La carac­té­ri­sa­tion du modèle s’est pour­sui­vie par une analyse compor­te­men­tale des rats trans­gé­niques. En effet, la MP est avant tout carac­té­ri­sée par des symp­tômes moteurs. C’est pour­quoi nous avons réalisé des tests neuro­lo­giques et moteurs avec nos rats trans­gé­niques tous les mois entre 13 et 25 mois. Cette étude a pu mettre en évidence des quelques troubles moteurs à partir de 19 mois et des troubles neuro­lo­giques à partir de 22 mois chez les rats transgéniques.

L’analyse de cerveaux de rats âgés de 25 mois a montré une forte expres­sion de l’α‑syn. humaine au niveau des BO, du LC. Au niveau de la SN, nous avons noté une augmen­ta­tion de l’expression du trans­gène dans les neurones de la SN des rats âgés de 25 mois par rapport à ceux âgés de 3 mois. De plus, nous avons observé une dimi­nu­tion de l’immunoréactivité pour la TH dans la SN des rats transgéniques. 


fig. 2 : Marquage de la tyro­sine hydroxy­lase (TH) de rat dans la SN de rat témoin (WT) et trans­gé­nique (TG) âgés de 25 mois.

Des comp­tages des neurones dopa­mi­ner­giques dans les BO, la SN et le LC ont été réali­sés.
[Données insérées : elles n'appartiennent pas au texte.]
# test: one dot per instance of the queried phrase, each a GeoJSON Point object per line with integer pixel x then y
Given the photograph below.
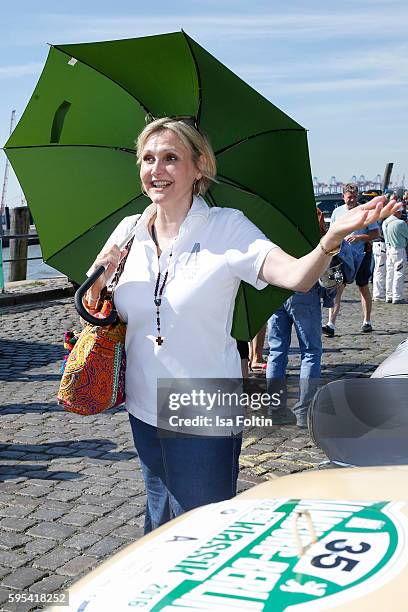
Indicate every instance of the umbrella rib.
{"type": "Point", "coordinates": [226, 181]}
{"type": "Point", "coordinates": [200, 98]}
{"type": "Point", "coordinates": [252, 136]}
{"type": "Point", "coordinates": [93, 227]}
{"type": "Point", "coordinates": [53, 146]}
{"type": "Point", "coordinates": [148, 112]}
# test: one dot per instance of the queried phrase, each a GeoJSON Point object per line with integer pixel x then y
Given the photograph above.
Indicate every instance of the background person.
{"type": "Point", "coordinates": [379, 272]}
{"type": "Point", "coordinates": [303, 312]}
{"type": "Point", "coordinates": [395, 232]}
{"type": "Point", "coordinates": [179, 309]}
{"type": "Point", "coordinates": [358, 240]}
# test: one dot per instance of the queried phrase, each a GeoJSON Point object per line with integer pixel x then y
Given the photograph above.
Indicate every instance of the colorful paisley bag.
{"type": "Point", "coordinates": [93, 377]}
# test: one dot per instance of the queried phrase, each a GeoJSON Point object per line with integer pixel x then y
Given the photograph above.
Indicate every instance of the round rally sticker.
{"type": "Point", "coordinates": [259, 554]}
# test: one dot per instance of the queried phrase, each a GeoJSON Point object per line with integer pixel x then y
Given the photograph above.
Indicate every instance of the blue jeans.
{"type": "Point", "coordinates": [302, 310]}
{"type": "Point", "coordinates": [182, 473]}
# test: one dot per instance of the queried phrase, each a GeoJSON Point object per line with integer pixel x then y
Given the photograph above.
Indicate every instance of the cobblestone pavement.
{"type": "Point", "coordinates": [71, 490]}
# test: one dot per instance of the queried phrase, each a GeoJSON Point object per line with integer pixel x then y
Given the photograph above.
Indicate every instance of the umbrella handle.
{"type": "Point", "coordinates": [79, 295]}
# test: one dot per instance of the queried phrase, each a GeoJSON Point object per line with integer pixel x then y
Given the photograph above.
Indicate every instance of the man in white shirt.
{"type": "Point", "coordinates": [358, 241]}
{"type": "Point", "coordinates": [395, 232]}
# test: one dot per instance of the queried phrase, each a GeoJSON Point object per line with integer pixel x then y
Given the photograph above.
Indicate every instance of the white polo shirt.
{"type": "Point", "coordinates": [215, 249]}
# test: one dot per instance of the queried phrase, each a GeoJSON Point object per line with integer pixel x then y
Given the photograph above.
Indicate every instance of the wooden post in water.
{"type": "Point", "coordinates": [19, 224]}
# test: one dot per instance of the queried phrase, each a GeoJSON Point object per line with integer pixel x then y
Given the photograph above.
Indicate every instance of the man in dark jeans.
{"type": "Point", "coordinates": [360, 242]}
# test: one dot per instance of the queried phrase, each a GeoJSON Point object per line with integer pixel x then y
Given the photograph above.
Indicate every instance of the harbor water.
{"type": "Point", "coordinates": [36, 268]}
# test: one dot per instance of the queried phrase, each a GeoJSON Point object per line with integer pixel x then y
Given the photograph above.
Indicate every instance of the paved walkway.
{"type": "Point", "coordinates": [71, 489]}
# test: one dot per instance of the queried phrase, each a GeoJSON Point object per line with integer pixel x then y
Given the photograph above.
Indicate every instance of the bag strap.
{"type": "Point", "coordinates": [122, 263]}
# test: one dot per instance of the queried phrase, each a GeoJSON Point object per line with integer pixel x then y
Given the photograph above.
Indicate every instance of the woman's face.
{"type": "Point", "coordinates": [167, 170]}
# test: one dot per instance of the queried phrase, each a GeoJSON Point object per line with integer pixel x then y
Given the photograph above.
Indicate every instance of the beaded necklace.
{"type": "Point", "coordinates": [158, 290]}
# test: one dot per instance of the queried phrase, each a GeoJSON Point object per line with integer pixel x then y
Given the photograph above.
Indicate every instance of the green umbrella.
{"type": "Point", "coordinates": [73, 151]}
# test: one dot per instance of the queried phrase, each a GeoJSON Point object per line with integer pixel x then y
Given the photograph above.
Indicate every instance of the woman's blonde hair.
{"type": "Point", "coordinates": [195, 142]}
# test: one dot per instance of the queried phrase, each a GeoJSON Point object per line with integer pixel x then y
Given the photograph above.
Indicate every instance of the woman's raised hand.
{"type": "Point", "coordinates": [362, 215]}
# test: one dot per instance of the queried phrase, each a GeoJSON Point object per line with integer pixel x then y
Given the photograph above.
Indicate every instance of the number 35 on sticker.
{"type": "Point", "coordinates": [344, 557]}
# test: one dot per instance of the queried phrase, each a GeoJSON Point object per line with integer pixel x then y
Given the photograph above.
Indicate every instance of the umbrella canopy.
{"type": "Point", "coordinates": [73, 151]}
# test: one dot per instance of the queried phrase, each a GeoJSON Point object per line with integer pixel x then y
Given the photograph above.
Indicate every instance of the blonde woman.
{"type": "Point", "coordinates": [177, 294]}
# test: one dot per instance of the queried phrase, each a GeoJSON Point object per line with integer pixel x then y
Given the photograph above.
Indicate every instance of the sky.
{"type": "Point", "coordinates": [338, 67]}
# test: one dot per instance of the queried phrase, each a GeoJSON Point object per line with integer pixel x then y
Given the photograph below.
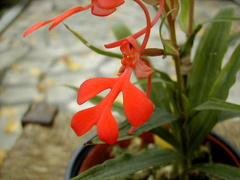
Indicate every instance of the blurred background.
{"type": "Point", "coordinates": [34, 70]}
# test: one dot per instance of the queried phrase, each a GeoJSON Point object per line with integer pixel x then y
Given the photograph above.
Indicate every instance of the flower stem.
{"type": "Point", "coordinates": [148, 27]}
{"type": "Point", "coordinates": [177, 62]}
{"type": "Point", "coordinates": [191, 15]}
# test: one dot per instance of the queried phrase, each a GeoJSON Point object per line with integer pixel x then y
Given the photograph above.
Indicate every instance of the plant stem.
{"type": "Point", "coordinates": [191, 17]}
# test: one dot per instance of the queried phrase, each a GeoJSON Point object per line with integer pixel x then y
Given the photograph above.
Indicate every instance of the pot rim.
{"type": "Point", "coordinates": [76, 157]}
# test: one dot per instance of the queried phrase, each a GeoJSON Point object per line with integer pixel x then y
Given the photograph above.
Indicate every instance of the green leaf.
{"type": "Point", "coordinates": [233, 38]}
{"type": "Point", "coordinates": [216, 104]}
{"type": "Point", "coordinates": [71, 87]}
{"type": "Point", "coordinates": [186, 49]}
{"type": "Point", "coordinates": [158, 118]}
{"type": "Point", "coordinates": [184, 15]}
{"type": "Point", "coordinates": [164, 133]}
{"type": "Point", "coordinates": [225, 115]}
{"type": "Point", "coordinates": [208, 59]}
{"type": "Point", "coordinates": [95, 49]}
{"type": "Point", "coordinates": [129, 163]}
{"type": "Point", "coordinates": [227, 76]}
{"type": "Point", "coordinates": [170, 48]}
{"type": "Point", "coordinates": [121, 31]}
{"type": "Point", "coordinates": [220, 170]}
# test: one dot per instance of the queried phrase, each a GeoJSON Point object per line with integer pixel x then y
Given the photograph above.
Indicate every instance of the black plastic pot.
{"type": "Point", "coordinates": [220, 148]}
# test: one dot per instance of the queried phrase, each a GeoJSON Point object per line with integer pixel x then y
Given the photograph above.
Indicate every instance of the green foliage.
{"type": "Point", "coordinates": [158, 118]}
{"type": "Point", "coordinates": [221, 171]}
{"type": "Point", "coordinates": [129, 163]}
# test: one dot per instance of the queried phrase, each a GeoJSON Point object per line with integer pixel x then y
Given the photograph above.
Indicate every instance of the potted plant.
{"type": "Point", "coordinates": [181, 112]}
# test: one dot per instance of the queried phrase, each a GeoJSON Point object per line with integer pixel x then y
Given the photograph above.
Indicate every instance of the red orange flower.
{"type": "Point", "coordinates": [98, 8]}
{"type": "Point", "coordinates": [137, 107]}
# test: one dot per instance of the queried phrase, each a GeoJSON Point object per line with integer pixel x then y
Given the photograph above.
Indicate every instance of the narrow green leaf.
{"type": "Point", "coordinates": [208, 58]}
{"type": "Point", "coordinates": [216, 104]}
{"type": "Point", "coordinates": [227, 76]}
{"type": "Point", "coordinates": [184, 15]}
{"type": "Point", "coordinates": [225, 115]}
{"type": "Point", "coordinates": [121, 31]}
{"type": "Point", "coordinates": [170, 48]}
{"type": "Point", "coordinates": [129, 163]}
{"type": "Point", "coordinates": [158, 118]}
{"type": "Point", "coordinates": [186, 49]}
{"type": "Point", "coordinates": [220, 170]}
{"type": "Point", "coordinates": [233, 38]}
{"type": "Point", "coordinates": [164, 133]}
{"type": "Point", "coordinates": [71, 87]}
{"type": "Point", "coordinates": [95, 49]}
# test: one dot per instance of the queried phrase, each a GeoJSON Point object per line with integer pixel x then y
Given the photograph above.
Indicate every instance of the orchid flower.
{"type": "Point", "coordinates": [98, 8]}
{"type": "Point", "coordinates": [137, 107]}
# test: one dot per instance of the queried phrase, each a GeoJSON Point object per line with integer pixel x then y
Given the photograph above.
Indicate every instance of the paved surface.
{"type": "Point", "coordinates": [34, 69]}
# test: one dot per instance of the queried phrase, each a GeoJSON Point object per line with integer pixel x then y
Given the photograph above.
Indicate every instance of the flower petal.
{"type": "Point", "coordinates": [137, 107]}
{"type": "Point", "coordinates": [97, 11]}
{"type": "Point", "coordinates": [108, 4]}
{"type": "Point", "coordinates": [107, 127]}
{"type": "Point", "coordinates": [92, 87]}
{"type": "Point", "coordinates": [84, 120]}
{"type": "Point", "coordinates": [35, 26]}
{"type": "Point", "coordinates": [142, 70]}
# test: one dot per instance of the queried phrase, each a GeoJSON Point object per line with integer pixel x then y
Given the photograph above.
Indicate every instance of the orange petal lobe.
{"type": "Point", "coordinates": [138, 108]}
{"type": "Point", "coordinates": [92, 87]}
{"type": "Point", "coordinates": [107, 127]}
{"type": "Point", "coordinates": [35, 26]}
{"type": "Point", "coordinates": [84, 120]}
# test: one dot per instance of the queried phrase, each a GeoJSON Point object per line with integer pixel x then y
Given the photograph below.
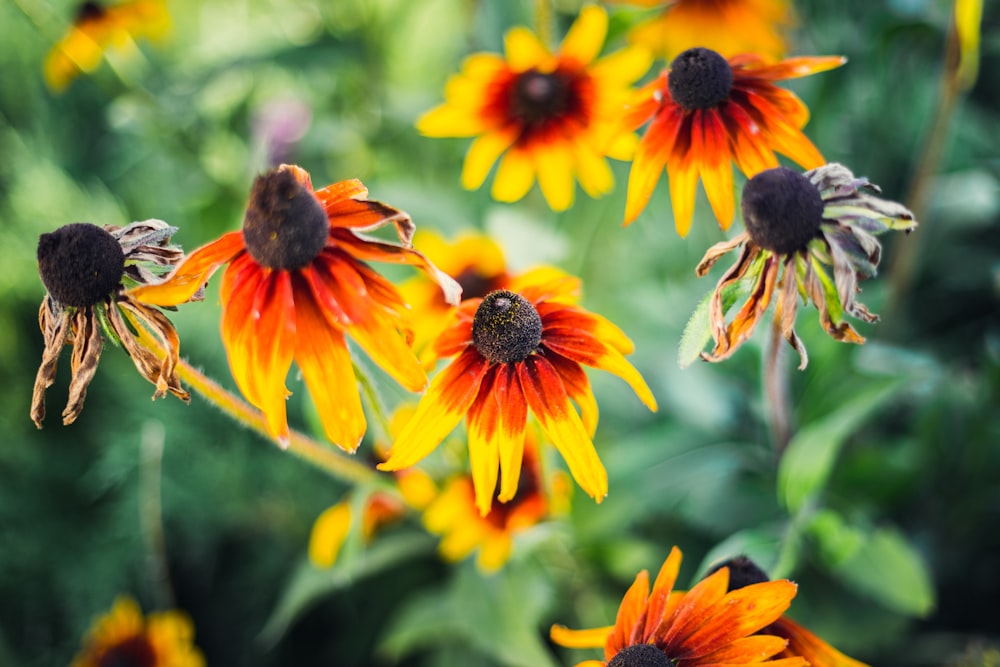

Aucune perte cellu­laire signi­fi­ca­tive n’a été obser­vée au niveau de la SN. Seule une tendance d’une dimi­nu­tion de 6 % du nombre de neurones dopa­mi­ner­giques dans la SN des rats trans­gé­niques à 25 mois. Au niveau du LC, nous notons une perte neuro­nale non signi­fi­ca­tive de 22 % chez les rats transgéniques. 

Une analyse de l’expression de la TH et du trans­por­teur à la dopa­mine a montré une forte dimi­nu­tion des taux d’ARNm de ces 2 molé­cules dans la SN des rats trans­gé­niques à 25 mois. Ces résul­tats traduisent un dysfonc­tion­ne­ment des neurones dopa­mi­ner­giques de la SN des rats trans­gé­niques. Ce dysfonc­tion­ne­ment ne suffit pas pour induire la mort des neurones. Cepen­dant notre rat semble présen­ter les premiers éléments condui­sant à la dégé­né­res­cence des neurones dopa­mi­ner­giques de la SN.
Pour conclure sur ce rat, notre modèle présente l’un des premiers symp­tômes de la MP, les troubles de l’olfaction. Nous obser­vons un dysfonc­tion­ne­ment des neurones dopa­mi­ner­giques asso­cié à de légers symp­tômes neuro­lo­giques et moteurs. Ce modèle est donc un bon modèle des stades pré-​moteurs de la MP. Une étude du système nerveux enté­rique en colla­bo­ra­tion avec le labo­ra­toire INSERM U913 de Nantes est en cours d’analyse. Nous souhai­tons aussi étudier l’effet de la réser­pine sur les rats trans­gé­niques. La réser­pine est une molé­cule qui va vider les stocks de dopa­mine. Nous pour­rons ainsi obser­ver la capa­cité des rats trans­gé­niques à re-​synthétiser leurs stocks de dopa­mine de la même façon que les rats témoins. Cette étude pourra confir­mer les résul­tats des analyses d’immunohistochimie et de biolo­gie molé­cu­laire qui ont montré un dysfonc­tion­ne­ment des neurones dopa­mi­ner­giques. Pour amélio­rer ce modèle, nous souhai­tons expo­ser les rats trans­gé­niques à un facteur envi­ron­ne­men­tal tel que la roté­none. Cette molé­cule natu­rel­le­ment produite par certaines plantes tropi­cales est un compo­sant de nombreux pesti­cides et insecticides. 

¹ Pluriel de LOCUS : empla­ce­ment d’un gène sur le chro­mo­some qui le porte (Petit Larousse).